Adweek Magazines today released its magazine "Hot List," honoring the inustry's best publications and the people behind them. People magazine is the top winner, ranking No. 1 on the list, with Managing Editor Martha Nelson named Adweek's Editor of the Year. Rounding out the list are O, Real Simple, US, More, Lucky, In Syle, Cooking Light, Glamour and Teen Vogue.
Selection to Adweek Magazine's annual "Hot List" is based on several factors, including ad page and revenue gains, performance within a magazine's competitive category, circulation gains, interviews with media buyers and consultants, and Adweek's own editorial judgment. Magazines must have at least $50 million in advertising revenues and publish ten issues or more annually. The entire report can be viewed here (pdf).
Capturing a bit of last week's Future Marketing Summit in New York, coBRANDit's Owen Mack conducted a few video interviews with the likes of PSFK's Piers Fawkes, CP + B's Alex Bogusky, Barbarian Group's Benjamin Palmer, Amalgamated's Charles Rosen and Naked's Paul Woolmington. Each comment of where the future of marketing and advertising is headed.
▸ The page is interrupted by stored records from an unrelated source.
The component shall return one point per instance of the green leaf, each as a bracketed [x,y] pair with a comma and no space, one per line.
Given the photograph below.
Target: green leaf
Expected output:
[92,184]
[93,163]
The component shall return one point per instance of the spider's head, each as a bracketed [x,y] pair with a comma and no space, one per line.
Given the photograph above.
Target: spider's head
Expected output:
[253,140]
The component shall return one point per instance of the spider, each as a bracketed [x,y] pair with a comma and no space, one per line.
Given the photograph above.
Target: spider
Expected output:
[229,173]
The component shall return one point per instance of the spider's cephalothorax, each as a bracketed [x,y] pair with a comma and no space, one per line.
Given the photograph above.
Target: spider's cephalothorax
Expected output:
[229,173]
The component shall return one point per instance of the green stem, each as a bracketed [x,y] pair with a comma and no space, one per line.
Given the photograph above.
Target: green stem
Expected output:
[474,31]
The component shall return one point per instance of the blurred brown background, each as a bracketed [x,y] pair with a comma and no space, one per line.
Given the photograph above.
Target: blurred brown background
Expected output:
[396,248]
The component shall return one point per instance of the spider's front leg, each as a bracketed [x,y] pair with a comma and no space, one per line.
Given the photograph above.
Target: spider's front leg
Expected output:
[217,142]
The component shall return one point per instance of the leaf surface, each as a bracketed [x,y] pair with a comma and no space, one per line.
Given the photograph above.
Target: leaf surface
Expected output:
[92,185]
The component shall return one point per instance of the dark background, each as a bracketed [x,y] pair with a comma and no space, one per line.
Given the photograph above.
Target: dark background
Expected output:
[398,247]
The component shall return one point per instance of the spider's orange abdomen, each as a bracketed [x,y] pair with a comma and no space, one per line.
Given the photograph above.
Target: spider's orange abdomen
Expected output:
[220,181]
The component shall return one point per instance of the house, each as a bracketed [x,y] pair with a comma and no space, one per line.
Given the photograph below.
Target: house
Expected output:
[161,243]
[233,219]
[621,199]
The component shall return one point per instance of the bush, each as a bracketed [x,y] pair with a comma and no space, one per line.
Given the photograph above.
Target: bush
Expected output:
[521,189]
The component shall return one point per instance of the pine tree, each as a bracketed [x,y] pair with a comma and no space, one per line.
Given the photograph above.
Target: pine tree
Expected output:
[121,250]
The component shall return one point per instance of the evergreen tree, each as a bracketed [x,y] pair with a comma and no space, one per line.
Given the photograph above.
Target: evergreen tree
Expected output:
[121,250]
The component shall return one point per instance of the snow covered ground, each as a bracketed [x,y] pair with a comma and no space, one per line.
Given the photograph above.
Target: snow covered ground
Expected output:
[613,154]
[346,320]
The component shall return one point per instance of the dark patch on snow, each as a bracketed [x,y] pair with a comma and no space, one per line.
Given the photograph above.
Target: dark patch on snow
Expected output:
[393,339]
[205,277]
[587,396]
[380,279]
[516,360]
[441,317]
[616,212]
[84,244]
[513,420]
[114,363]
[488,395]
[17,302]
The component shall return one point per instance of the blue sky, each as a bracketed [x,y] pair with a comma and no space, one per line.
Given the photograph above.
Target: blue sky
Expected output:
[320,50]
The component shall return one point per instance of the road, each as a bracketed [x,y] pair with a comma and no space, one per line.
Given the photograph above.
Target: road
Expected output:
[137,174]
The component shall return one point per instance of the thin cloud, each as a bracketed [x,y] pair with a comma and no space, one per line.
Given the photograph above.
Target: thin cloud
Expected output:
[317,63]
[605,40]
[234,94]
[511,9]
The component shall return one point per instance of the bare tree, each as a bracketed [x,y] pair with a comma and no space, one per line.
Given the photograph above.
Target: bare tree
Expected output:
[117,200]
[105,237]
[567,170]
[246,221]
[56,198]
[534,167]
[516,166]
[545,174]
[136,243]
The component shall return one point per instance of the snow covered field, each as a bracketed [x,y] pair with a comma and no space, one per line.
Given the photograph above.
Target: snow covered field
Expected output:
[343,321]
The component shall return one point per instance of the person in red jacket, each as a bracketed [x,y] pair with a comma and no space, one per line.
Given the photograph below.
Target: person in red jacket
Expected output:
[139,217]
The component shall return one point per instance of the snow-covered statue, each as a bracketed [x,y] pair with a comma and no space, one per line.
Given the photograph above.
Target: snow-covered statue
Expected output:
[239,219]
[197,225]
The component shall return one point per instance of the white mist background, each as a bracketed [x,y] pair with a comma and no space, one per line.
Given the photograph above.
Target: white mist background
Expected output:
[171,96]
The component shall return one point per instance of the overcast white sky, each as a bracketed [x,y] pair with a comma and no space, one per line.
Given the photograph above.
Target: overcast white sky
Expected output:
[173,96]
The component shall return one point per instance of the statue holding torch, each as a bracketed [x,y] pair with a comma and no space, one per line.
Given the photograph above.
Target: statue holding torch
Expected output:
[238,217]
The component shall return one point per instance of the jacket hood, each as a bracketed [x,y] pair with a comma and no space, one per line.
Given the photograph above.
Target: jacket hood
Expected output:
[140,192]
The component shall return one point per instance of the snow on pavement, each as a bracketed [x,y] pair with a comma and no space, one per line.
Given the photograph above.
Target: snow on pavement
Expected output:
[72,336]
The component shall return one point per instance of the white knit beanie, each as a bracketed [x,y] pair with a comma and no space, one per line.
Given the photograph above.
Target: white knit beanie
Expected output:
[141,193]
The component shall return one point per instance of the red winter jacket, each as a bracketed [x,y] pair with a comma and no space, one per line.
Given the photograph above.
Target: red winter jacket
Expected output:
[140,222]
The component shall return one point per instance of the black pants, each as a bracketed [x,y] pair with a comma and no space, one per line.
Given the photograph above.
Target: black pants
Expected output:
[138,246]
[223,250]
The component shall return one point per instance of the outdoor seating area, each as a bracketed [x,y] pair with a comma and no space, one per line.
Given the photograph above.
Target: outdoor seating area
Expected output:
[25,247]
OK, we finally get it. This Pigs Anonymous thing. To promote the Advertising Women of New York's Good, Bad & Ugly Awards, Lowe created a site that calls men pigs. Oh but wait. We don't think anything's wrong with it. After all, men have been calling women bitches hoes and sluts for years. Payback's a bitch. Certainly, you've all noticed how men have to be the stupid one in all commercials now, right? That's payback for all they years men made women stand in front their refrigerator glorifying it as if it were some sort of Godlike orgasmatron needed because no man gave a crap about a woman having an orgasm in the fifties. So as an extension of Dad appearing to be a doofus in cell phone commercials, men can now appear to be sexist pigs on a site created by women who have years of pent up hate having been glorified as nothing but D-cups in a bikini catfighting in beer commercials. Oops, sorry. It's all a joke. We get it. Ha ha. Funny.
What with awards season upon us, some useful information comes to us from Andy Berlin and Tony Davidson after having judged the Andys in Florence. For the help of future award entrants, they compiled a list of categories which he hopes your entries will avoid such as the "gag with the product you don't remember stuck on the end" or the "Let's come back to a not so funny joke after the pack shot" which they lovingly refers to as "the reach around." Take heed fellow creatives. Do not let your hard work become an excuse for the creation of a another category.
While we could certainly do without, a new national advertising award show called The American Advertising Festival is an online competition where all the entrants judge the initial phase of the competition. Cool. Enter your own work then vote for it. That's logical. The final decision is made by a jury of selected creative talent. The best part of the competition and regardless of the judging outcome, all entrants will receive a summary of how their work fared under the scrutiny of their peers, including any comments about the execution. Hmm...no doubt comments will be rife with "This Sucks!"